Der Krieg in der Ukraine geht in seinen dritten Winter. Und noch immer wird erbittert um jeden Meter gekämpft. Im Osten des Landes hat sich die Lage für die Verteidiger verschlechtert. Eine Stadt, die lange eine ukrainische Festung war, ist offenbar in russische Hand gefallen.
Russland führt seinen Krieg in der Ukraine mit unverminderter Härte fort – und rüstet weiter auf: Laut einem Gesetzesentwurf will der Kreml im kommenden Jahr 127 Milliarden Franken in die Armee investieren. Das wäre eine deutliche Steigerung gegenüber dem Vorjahr, das bereits ein absolutes Rekordjahr für den russischen Militärsektor war.
Im vergangenen Jahr nahm man in Russland an, dass die Militärausgaben ihren Höhepunkt erreicht haben. Nun sieht es aber danach aus, dass der Krieg weitergeht.
Die Nachricht kommt überraschend. Denn eigentlich sollten die Militärausgaben ab dem nächsten Jahr deutlich sinken, auf rund 80 Milliarden Franken.
Markus Ackeret, Russland-Korrespondent der NZZ, erklärt die Mehrinvestitionen mit einer Neubeurteilung der Lage in der Ukraine. «Im vergangenen Jahr nahm man in Russland an, dass die Militärausgaben ihren Höhepunkt erreicht haben. Nun sieht es aber danach aus, dass der Krieg weitergeht.»
Investitionen in Mensch und Material
Insgesamt geht wegen des russischen Angriffskriegs gegen die Ukraine ein Drittel des Haushalts in den Rüstungs- und Verteidigungssektor. Das Geld dient der Beschaffung neuer Waffen und Ausrüstung, aber auch der Anwerbung und Besoldung von Soldaten. Für Ackeret belegt die massive Erhöhung des Militärbudgets, dass der Krieg in der Ukraine weiterhin die Priorität der russischen Regierung bleibt.
Russland wurde vom Westen mit schweren Wirtschaftssanktionen belegt. Kann es die Mehrausgaben überhaupt stemmen? Durchaus, sagt der Russland-Korrespondent. «Die Gesamtausgaben des Haushalts steigen zwar weiter.
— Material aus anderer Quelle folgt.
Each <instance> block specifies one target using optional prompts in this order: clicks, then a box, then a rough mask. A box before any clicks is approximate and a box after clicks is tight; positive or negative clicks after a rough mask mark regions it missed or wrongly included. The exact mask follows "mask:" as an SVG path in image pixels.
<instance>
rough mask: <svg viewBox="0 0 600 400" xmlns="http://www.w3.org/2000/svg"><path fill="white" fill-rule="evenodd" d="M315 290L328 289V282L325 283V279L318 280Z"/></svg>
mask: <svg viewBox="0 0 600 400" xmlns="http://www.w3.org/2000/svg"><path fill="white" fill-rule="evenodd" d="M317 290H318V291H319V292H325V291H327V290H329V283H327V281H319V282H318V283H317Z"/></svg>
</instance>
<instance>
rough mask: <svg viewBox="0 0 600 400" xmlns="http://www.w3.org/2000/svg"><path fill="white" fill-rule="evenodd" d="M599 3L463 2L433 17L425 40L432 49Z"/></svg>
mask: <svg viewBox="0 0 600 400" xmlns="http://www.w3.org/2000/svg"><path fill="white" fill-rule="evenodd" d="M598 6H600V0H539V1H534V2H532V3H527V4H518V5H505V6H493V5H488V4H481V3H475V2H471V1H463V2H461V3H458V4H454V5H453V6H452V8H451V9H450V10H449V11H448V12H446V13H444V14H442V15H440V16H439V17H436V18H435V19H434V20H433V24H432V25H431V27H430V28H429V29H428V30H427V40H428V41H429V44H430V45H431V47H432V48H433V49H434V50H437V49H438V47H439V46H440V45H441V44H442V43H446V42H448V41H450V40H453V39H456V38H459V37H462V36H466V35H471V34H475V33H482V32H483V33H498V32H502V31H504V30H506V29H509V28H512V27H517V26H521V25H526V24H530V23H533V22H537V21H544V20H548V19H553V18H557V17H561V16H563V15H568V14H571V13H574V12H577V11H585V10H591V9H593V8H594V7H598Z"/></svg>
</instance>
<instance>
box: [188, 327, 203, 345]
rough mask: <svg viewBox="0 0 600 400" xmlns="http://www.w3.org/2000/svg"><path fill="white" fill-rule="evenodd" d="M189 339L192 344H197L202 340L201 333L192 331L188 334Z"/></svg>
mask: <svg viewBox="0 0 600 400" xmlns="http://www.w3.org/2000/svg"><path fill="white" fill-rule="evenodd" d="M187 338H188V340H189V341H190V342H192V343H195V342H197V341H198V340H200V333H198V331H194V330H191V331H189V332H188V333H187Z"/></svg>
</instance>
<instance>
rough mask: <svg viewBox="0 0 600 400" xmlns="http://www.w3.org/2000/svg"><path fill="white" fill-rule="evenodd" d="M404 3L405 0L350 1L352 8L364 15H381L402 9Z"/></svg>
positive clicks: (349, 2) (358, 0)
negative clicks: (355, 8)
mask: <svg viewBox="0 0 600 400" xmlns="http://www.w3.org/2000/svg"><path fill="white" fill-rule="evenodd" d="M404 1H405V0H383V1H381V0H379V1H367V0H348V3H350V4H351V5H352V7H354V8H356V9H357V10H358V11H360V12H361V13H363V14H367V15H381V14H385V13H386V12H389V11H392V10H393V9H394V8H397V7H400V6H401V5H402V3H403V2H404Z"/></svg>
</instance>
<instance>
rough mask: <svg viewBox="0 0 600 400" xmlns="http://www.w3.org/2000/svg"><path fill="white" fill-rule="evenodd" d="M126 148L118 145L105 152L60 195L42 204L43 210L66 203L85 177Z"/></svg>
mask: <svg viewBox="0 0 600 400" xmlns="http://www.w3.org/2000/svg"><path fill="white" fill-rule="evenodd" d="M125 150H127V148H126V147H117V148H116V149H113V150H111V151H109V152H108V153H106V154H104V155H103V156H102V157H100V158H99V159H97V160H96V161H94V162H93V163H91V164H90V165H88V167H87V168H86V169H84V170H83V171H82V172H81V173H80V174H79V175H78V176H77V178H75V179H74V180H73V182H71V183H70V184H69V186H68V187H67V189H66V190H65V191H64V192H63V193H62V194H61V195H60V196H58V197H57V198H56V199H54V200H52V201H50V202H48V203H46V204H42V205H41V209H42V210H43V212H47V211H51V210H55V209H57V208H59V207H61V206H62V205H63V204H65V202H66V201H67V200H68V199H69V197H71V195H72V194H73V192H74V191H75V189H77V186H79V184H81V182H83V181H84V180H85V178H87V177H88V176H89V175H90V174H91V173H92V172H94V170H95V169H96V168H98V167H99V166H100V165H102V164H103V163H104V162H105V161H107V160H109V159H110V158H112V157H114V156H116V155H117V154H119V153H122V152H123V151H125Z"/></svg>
Man rechnet aber auch mit höheren Einnahmen.» Diese Berechnungen könnten sich allerdings mit Blick auf die Steuererträge als zu optimistisch herausstellen, schränkt Ackeret ein.
Griff in den «Wohlstandsfonds»
Mit 0.5 Prozent des Bruttoinlandsprodukts ist das russische Haushaltsdefizit jedoch sehr gering, auch im Vergleich zu westeuropäischen Staaten. «Russland hat zudem vor, seine Schulden zu erhöhen. Allerdings dürfte das angesichts der relativ niedrigen Staatsverschuldung kein grosses Problem sein.»
Dazu kommt: Allfällige Haushaltslöcher kann Russland auch stopfen, «weil es in den guten 2000er-Jahren viel Geld mit Erdöl- und Erdgasexporten verdient hat», so Ackeret. Aus diesem «Wohlstandsfonds» bedient sich der Kreml nun in schlechteren Zeiten.
Brüchiger Wirtschaftsboom
Den Krieg in der Ukraine kann sich Russland also «leisten». Auch, weil die russische Wirtschaft boomt. Laut Experten ist die Kriegskonjunktur mit massiven Exporten von Öl und Gas zu niedrigen Preisen und massiv höherer Rüstungsproduktion aber wenig nachhaltig.
Auch Ackeret warnt: «Die Wirtschaft läuft zwar auf Hochtouren. Für das Geld, das im Umlauf ist, gibt es aber zu wenig Angebot und Arbeitskräfte, sodass die Löhne immer stärker steigen.» Die Folge: Die russische Wirtschaft droht zu überhitzen, die schon jetzt relativ hohe Inflation könnte weiter steigen.
«Dem kann die Zentralbank nur durch eine Erhöhung der Leitzinsen entgegenwirken», schliesst der NZZ-Korrespondent. «Dies schafft jedoch wenig Anreize für Unternehmen, um zu investieren. Angesichts der hohen Zinsen wird auch die Bevölkerung abgeschreckt, Kredite aufzunehmen.»